Foto: Aargauer Zeitung

Spreitenbach

Gebühren-Abfallsäcke jetzt auch in Spreitenbach

Als letzte Gemeinde im Aargau führt Spreitenbach Gebühren für Kehrichtsäcke ein. Zu den neuen gebührenpflichtigen Abfallsäcken gehen die Meinungen in der Gemeinde auseinander.

Bis Ende September wurde in Spreitenbach die Abfallgebühr pauschal abgerechnet. Ausschlaggebend für die Berechnung der Gebühr war die Wohnungsgrösse. Dieses System ermöglichte es den Einwohnern, ihren Abfall in einfachen schwarzen Abfallsäcken auf die Strasse zu stellen. Eine Begrenzung der Menge, die jährlich entsorgt werden konnte, gab es nicht.

Nun bricht für die Gemeinde und ihre Einwohner eine neue Ära an. Das neue Abfallreglement tritt in Kraft. Als letzte Gemeinde im Kanton erhebt nun auch Spreitenbach eine Abfallgebühr pro Sack.

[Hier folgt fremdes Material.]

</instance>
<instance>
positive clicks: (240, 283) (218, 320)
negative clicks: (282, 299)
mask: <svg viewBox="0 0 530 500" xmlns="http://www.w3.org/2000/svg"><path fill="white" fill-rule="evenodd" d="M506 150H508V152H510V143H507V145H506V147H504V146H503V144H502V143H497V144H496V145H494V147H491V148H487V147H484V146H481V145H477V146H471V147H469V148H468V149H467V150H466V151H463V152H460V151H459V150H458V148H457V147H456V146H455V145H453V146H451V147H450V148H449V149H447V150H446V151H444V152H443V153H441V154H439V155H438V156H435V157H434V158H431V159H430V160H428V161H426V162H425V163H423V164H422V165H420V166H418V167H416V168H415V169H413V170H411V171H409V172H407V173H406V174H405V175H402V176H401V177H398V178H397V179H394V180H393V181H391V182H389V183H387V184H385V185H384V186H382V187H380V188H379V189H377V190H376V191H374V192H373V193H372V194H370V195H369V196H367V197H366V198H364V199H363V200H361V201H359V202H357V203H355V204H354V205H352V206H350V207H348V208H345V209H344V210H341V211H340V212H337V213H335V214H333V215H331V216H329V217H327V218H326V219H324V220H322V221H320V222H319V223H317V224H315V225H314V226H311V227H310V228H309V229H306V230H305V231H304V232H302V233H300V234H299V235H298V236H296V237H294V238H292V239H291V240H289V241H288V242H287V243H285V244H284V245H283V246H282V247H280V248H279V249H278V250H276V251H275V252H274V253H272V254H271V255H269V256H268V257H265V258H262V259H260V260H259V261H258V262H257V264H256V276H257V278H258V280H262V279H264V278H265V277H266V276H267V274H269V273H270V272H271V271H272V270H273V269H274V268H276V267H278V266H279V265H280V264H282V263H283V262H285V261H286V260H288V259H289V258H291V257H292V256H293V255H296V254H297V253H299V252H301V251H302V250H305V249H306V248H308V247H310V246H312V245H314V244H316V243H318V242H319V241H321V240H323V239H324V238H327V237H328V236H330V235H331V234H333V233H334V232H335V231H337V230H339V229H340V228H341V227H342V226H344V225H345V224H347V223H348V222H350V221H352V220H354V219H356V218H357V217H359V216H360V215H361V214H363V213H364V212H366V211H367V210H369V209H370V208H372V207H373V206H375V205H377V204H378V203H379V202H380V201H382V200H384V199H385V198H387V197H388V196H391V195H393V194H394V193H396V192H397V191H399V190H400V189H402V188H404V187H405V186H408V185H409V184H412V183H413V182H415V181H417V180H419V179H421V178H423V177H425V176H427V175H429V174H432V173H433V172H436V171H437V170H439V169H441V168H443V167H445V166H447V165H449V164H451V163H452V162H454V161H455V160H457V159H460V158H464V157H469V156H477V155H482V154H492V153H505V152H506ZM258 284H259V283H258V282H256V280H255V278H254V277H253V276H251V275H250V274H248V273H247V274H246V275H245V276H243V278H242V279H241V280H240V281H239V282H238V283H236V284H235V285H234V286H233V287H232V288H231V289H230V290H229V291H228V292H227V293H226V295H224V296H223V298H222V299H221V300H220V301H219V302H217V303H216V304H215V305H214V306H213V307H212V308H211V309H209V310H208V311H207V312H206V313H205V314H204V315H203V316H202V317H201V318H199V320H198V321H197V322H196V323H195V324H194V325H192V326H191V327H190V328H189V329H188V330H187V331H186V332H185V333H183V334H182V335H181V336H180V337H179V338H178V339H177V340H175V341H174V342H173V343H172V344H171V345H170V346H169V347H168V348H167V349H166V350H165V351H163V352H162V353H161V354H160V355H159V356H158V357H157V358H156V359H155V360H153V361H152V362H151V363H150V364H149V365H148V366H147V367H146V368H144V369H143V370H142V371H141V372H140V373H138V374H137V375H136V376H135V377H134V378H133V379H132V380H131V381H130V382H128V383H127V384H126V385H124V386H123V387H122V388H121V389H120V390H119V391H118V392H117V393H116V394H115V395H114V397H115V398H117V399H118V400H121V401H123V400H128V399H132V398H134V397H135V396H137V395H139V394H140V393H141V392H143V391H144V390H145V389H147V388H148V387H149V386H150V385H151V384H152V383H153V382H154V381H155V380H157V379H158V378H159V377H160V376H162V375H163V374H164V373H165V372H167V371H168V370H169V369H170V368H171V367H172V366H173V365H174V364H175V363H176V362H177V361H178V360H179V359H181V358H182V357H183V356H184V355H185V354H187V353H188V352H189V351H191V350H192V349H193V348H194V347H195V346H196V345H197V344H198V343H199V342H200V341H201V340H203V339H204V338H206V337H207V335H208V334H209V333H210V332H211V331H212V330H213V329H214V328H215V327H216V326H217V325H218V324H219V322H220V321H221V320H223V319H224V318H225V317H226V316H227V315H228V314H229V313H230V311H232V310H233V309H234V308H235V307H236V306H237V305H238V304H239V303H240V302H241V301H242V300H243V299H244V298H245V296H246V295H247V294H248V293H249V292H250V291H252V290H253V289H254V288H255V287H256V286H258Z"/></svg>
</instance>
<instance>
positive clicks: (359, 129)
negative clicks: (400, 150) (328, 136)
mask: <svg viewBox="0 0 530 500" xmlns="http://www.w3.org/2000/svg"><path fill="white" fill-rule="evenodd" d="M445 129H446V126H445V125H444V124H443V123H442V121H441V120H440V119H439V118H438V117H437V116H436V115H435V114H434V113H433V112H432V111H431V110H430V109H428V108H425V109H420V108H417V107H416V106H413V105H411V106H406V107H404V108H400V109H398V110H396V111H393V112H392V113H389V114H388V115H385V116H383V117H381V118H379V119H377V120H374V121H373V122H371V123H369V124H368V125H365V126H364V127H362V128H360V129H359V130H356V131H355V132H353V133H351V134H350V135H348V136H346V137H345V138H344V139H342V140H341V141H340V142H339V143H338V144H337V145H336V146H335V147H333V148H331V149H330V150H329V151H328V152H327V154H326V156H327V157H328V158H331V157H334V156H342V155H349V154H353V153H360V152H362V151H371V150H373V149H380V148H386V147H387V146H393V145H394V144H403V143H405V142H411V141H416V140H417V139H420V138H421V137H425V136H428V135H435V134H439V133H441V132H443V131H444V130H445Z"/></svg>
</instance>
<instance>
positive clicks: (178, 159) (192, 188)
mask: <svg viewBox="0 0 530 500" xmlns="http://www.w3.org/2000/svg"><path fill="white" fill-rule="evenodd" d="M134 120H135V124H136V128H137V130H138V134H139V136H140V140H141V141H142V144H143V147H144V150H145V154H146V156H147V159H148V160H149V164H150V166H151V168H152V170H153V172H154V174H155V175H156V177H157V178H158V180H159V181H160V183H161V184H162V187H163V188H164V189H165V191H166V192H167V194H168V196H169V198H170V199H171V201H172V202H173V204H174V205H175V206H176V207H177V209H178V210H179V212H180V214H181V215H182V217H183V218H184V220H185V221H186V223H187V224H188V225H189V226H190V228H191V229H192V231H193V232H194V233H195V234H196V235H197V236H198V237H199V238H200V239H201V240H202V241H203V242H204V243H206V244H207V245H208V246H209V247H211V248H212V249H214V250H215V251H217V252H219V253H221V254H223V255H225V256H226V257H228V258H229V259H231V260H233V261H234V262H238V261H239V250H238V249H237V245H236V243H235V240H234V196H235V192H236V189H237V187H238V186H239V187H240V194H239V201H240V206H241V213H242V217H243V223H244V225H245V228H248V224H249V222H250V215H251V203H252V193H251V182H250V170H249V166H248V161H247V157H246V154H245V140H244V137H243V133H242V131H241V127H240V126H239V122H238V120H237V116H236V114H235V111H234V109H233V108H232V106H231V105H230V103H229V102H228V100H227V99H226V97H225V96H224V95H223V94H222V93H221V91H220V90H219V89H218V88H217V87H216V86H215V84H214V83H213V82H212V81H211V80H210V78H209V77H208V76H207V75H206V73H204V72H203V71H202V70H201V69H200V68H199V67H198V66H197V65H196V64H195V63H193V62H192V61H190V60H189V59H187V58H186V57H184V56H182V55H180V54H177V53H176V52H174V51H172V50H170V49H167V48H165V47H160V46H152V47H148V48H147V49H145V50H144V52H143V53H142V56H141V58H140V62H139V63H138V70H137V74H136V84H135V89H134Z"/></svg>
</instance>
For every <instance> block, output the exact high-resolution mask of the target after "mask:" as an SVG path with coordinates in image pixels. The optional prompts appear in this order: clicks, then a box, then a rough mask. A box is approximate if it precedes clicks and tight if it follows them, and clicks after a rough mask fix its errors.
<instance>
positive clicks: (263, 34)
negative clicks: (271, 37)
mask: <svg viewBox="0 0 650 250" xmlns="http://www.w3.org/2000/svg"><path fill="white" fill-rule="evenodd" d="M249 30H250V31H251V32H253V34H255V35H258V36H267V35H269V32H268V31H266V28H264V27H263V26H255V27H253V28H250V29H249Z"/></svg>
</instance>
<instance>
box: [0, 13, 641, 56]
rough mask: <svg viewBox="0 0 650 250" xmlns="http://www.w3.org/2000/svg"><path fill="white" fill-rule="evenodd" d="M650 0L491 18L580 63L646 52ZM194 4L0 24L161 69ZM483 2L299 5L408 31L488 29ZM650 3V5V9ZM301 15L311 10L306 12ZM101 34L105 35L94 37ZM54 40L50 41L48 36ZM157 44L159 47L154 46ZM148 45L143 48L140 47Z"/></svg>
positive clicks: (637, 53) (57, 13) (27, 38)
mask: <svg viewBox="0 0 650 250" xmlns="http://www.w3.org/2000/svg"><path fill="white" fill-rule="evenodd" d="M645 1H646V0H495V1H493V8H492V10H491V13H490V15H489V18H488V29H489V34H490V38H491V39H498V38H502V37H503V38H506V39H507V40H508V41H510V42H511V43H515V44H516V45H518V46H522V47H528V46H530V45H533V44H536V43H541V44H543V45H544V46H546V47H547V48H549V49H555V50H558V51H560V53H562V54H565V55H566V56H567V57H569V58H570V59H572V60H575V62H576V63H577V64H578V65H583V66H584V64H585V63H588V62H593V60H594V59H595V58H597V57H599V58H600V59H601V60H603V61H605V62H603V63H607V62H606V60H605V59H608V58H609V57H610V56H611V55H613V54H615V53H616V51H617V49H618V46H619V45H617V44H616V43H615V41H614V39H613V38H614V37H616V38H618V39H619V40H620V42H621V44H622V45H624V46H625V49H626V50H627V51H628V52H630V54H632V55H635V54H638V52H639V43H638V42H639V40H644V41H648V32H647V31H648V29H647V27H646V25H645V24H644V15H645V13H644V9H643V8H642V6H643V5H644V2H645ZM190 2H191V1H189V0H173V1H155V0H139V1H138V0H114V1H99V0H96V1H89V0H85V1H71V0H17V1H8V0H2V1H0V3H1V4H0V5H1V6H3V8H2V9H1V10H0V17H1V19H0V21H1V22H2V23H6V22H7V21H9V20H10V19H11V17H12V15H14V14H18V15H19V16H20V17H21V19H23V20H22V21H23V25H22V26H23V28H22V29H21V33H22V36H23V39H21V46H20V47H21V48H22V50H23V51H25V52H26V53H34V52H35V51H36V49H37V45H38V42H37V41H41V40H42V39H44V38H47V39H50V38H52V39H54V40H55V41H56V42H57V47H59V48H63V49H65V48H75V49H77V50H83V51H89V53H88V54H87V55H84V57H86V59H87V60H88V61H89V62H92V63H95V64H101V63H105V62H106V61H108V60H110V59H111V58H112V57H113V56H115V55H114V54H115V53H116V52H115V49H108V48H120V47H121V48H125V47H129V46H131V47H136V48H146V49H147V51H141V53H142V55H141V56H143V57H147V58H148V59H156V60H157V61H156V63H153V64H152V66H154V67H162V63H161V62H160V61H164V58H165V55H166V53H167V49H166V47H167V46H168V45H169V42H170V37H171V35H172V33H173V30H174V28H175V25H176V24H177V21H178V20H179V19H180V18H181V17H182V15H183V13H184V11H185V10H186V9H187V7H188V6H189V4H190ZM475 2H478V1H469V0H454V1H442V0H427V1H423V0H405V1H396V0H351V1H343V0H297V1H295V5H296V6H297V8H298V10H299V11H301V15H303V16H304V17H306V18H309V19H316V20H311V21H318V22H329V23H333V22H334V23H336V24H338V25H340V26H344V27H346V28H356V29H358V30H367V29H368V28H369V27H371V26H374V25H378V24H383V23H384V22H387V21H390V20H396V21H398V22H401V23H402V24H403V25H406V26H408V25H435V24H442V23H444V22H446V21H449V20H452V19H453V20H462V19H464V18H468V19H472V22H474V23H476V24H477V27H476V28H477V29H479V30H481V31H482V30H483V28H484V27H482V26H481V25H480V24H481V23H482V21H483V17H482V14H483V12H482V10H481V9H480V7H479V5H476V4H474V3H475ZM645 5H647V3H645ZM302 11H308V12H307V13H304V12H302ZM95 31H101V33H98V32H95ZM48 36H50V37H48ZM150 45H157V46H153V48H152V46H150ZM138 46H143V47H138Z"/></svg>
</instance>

Dieses neue Reglement kommt nicht bei allen Einwohnerinnen und Einwohnern gut an. Eine Dame meint gegenüber Radio Argovia: «Das ist, finde ich, eine Provokation!» Andere wiederum finden die Gebühr gut. «Früher oder später musste das kommen. Es gab viele Leute, die einfach jeden Mist weggeworfen haben!» meint eine andere Frau.

Der Bereichsleiter Entsorgung des Werkhofs von Spreitenbach, Viktor Ott, sagt gegenüber Radio Argovia: «Die Leute haben zuhause entrümpelt, was eigentlich logisch ist, wenn plötzlich die Mengengebühr kommt nach der Pauschale. Das ist logisch - dann würde ich auch räumen.» Die Gemeinde will mit dem neuen System die Leute auch dazu bringen ihren Müll besser zu trennen, fügt Viktor Ott an.